When ready to put your loaf in a pan, very liberally grease a standard 9x5 bread pan, or a small casserole dish with high sides. I used palm shortening for the grease. It should be very thick or else the bread will stick really bad.
On a very clean counter, splash some water. Wet your hands. Reach into the bowl and mash the risen dough into a ball. The water will help your hands to not stick. Place the dough on the counter and mash into a large circle. 

Wet hands as needed to prevent them from sticking to the bread. (I rinse my hands off about 4 times during the whole process to keep them from sticking). Fold the dough in on itself like an envelope. Check the counter; make sure it is still good and wet. Mash the dough into a circle again (you will notice it is getting tighter). Fold it up like an envelope again. (Some sourdough recipes suggest folding it more than 2 times, but when I did it 3 times the dough sort of "broke" and got mushy and didn't bake right...strange.)
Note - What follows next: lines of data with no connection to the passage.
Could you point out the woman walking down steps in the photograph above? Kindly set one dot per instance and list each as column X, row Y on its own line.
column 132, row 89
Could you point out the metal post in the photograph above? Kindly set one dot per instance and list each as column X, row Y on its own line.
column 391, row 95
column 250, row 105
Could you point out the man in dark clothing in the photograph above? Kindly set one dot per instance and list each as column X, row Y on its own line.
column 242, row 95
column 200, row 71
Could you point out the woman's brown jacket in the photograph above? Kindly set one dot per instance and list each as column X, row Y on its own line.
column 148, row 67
Place your lump of dough into the bread pan. You might need to stretch it out a bit with your hands to make it fit better. Cover with a wet dish towel. Let rise until the top of the dough is rounding over the top of the pan. This took my yeast only 4 1/2 hours, but my kitchen is warm. It could take up to 8 hours depending on your local yeast and the temperature and humidity of your house.
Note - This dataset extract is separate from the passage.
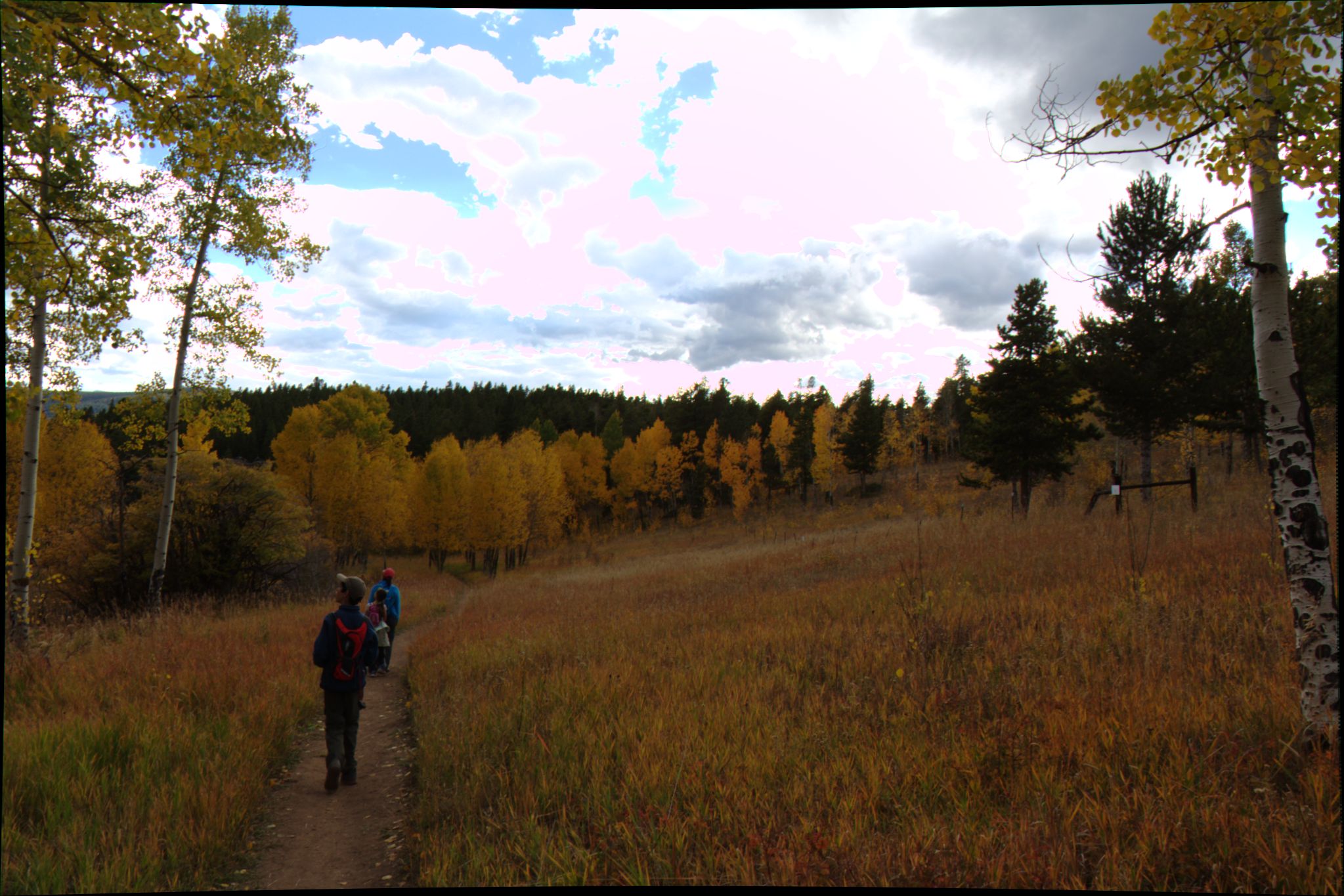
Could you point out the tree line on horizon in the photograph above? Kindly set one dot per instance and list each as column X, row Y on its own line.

Just set in the pan and ready to bake.

Do not let it over rise or it will start falling over the edge of the pan. This loaf was perfect. I found that if I let it rise too long on the counter it would not rise well in the oven while baking and the texture was not right.
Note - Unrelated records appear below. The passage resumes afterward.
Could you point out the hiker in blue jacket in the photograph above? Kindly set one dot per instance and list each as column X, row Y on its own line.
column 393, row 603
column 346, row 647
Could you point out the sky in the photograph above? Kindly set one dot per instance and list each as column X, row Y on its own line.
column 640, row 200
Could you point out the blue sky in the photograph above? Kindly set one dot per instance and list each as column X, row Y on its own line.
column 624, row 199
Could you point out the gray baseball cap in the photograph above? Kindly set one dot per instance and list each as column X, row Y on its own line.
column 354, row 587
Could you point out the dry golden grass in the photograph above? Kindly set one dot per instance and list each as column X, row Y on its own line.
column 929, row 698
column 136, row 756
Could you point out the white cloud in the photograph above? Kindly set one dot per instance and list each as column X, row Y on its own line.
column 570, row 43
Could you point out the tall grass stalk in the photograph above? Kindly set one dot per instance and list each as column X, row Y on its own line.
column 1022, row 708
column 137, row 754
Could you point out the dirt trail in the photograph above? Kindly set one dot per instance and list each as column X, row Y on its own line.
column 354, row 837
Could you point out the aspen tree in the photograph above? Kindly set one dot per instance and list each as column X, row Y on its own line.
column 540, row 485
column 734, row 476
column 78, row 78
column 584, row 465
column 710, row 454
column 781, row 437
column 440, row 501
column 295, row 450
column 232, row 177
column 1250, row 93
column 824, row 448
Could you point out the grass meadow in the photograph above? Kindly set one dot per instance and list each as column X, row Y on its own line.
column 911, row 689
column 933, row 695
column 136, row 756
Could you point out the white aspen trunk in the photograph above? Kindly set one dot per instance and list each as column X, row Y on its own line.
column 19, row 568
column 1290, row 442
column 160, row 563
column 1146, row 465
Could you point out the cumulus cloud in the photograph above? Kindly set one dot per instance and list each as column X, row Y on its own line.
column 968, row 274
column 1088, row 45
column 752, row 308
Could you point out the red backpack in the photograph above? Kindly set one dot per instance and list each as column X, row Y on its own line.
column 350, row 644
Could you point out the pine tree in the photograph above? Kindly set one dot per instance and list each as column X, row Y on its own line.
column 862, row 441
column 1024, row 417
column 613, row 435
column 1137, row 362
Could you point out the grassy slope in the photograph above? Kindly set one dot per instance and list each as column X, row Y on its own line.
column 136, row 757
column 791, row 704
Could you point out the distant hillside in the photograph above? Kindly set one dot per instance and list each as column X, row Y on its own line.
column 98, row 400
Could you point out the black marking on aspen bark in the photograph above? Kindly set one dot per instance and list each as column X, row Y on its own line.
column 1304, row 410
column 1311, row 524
Heat the oven to 400 degrees. Bake for 10 minutes, then reduce heat to 350 and bake for another 35-40 minutes, or until the bread is golden brown. The bread should have risen very tall while in the oven.  Remove from the pan and cool on a wire rack. Cool for 5-10 minutes before slicing (if you can wait that long!)

Let me know if you have any questions or need help getting started with the sourdough method!


  1. Okay, I am sold! I just made my sourdough loaf the other day and it was super dense, don't think my sourdough starter survived the winter. So I am trying your sourdough starter and bread recipe this week. I will let you know next week how it turns out :) Question, can I use something in place of the oats?

    1. Thanks for your comment Halle! I think the secret to it not being dense is the unbleached all-purpose flour. Because of the fermentation process, the flour is not bad for you like it is in conventional bread recipes.

      Yes, you can use something in place of the oats. Jesse Hawkins (author of The Vintage Remedies Guide to Bread) recommends barley. Based on what I know of my recipe, you should be able to use any other kind of whole grain (wheat, spelt, buckwheat, etc). If you want to make gluten-free sourdough bread, I suggest getting the book. She has lots of recipes using gluten-free flours, which I won't be experimenting with because we do not have the need.

  2. Have you ever made this into rolls or pizza crust? Or anything else?